HTTP 401 Unauthorized from Slack API This error means the Bot Token supplied in the Authorization header is invalid, expired, or lacks the required scopes. First, verify the token begins with xoxb- (bot token) and not xoxp- (user token) or xapp- (app-level token). Navigate to your Slack App's OAuth & Permissions page and confirm that chat:write and chat:write.public are listed under Bot Token Scopes — not under User Token Scopes. If you recently re-installed the app or rotated the token, ensure the new token value has been updated in your middleware environment variables or secrets manager. If the app was revoked by a workspace admin, you will need to re-request installation.

HTTP 403 Forbidden from GitHub Webhooks API Returned when attempting to create or list webhooks without the admin:repo_hook scope on your PAT, or when using a GitHub App that lacks the Webhooks (Read & Write) repository permission. Regenerate your PAT with the correct scopes, or update the GitHub App's permission configuration and re-request user authorisation.

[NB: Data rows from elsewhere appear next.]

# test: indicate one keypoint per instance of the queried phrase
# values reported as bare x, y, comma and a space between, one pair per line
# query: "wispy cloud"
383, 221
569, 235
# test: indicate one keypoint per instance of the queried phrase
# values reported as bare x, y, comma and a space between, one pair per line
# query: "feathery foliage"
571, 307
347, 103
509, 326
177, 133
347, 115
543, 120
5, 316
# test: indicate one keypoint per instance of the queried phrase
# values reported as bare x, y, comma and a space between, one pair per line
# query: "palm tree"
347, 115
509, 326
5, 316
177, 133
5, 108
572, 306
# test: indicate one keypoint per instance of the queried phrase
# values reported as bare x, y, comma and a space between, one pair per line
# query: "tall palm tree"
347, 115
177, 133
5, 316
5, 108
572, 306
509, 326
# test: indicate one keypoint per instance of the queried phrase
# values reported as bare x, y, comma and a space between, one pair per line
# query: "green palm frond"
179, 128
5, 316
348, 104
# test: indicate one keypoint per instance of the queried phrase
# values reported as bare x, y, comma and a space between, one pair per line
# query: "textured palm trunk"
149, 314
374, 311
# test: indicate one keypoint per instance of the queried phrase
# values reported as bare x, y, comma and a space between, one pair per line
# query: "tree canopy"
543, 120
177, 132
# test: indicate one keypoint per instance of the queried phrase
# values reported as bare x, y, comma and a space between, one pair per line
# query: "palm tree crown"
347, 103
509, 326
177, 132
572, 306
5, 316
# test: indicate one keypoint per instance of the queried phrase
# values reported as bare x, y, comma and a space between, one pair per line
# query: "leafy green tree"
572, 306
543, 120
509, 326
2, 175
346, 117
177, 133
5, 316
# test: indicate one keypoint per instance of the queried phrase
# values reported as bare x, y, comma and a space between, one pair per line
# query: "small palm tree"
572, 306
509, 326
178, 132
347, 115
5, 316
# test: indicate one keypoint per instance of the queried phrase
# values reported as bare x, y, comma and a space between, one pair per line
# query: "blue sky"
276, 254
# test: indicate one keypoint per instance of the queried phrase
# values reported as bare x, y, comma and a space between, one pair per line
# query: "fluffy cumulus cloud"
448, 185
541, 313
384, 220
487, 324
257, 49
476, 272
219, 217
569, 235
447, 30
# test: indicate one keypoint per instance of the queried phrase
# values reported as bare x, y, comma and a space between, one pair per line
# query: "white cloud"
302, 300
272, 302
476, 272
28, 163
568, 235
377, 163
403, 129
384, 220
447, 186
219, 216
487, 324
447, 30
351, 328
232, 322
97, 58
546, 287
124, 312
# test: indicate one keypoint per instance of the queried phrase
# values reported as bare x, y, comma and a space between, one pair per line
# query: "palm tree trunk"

HTTP 410 Gone — GitHub Webhook Auto-Disabled GitHub automatically disables a webhook and sets its status to inactive if your endpoint returns non-2xx responses for 5 consecutive days. This is the single most common silent failure mode. Implement an /health check on your middleware and set up an uptime monitor (e.g., Better Uptime, Checkly) on your webhook endpoint URL. Reactivate a disabled webhook via the GitHub UI (Settings > Webhooks > Edit > check Active) or via the REST API: PATCH /repos/{owner}/{repo}/hooks/{hook_id} with body {"active": true}.

HTTP 429 Too Many Requests from Slack Slack's chat.postMessage endpoint enforces a rate limit of approximately 1 message per second per channel. In high-velocity repositories — those receiving dozens of commits per minute — your middleware can easily breach this limit during a CI/CD storm. Implement an exponential backoff queue: when a 429 is received, read the Retry-After response header (value in seconds), wait that duration, then retry. For sustained high-volume scenarios, consider batching notifications into a digest or routing them across multiple channels.

Signature Validation Failures (GitHub events rejected as unauthorised) If your middleware is behind a reverse proxy or load balancer (e.g., nginx, AWS ALB), ensure the proxy is forwarding the raw, unmodified request body to your application. Some proxy configurations re-encode the body or strip headers, which will cause HMAC-SHA256 recomputation to produce a different hash than the one GitHub signed. Validate by logging both the received X-Hub-Signature-256 header and your locally computed hash before the comparison step.

Duplicate Slack Messages GitHub guarantees at-least-once webhook delivery and will re-deliver events if your endpoint does not respond with 200 within 10 seconds. If your processing takes longer than this (e.g., due to a slow downstream Slack API call), GitHub will retry and you'll receive the same event twice. Implement idempotency by caching the X-GitHub-Delivery header value (a UUID unique to each delivery) in Redis or a similar store with a TTL of 24 hours, and skip processing if that UUID has already been seen.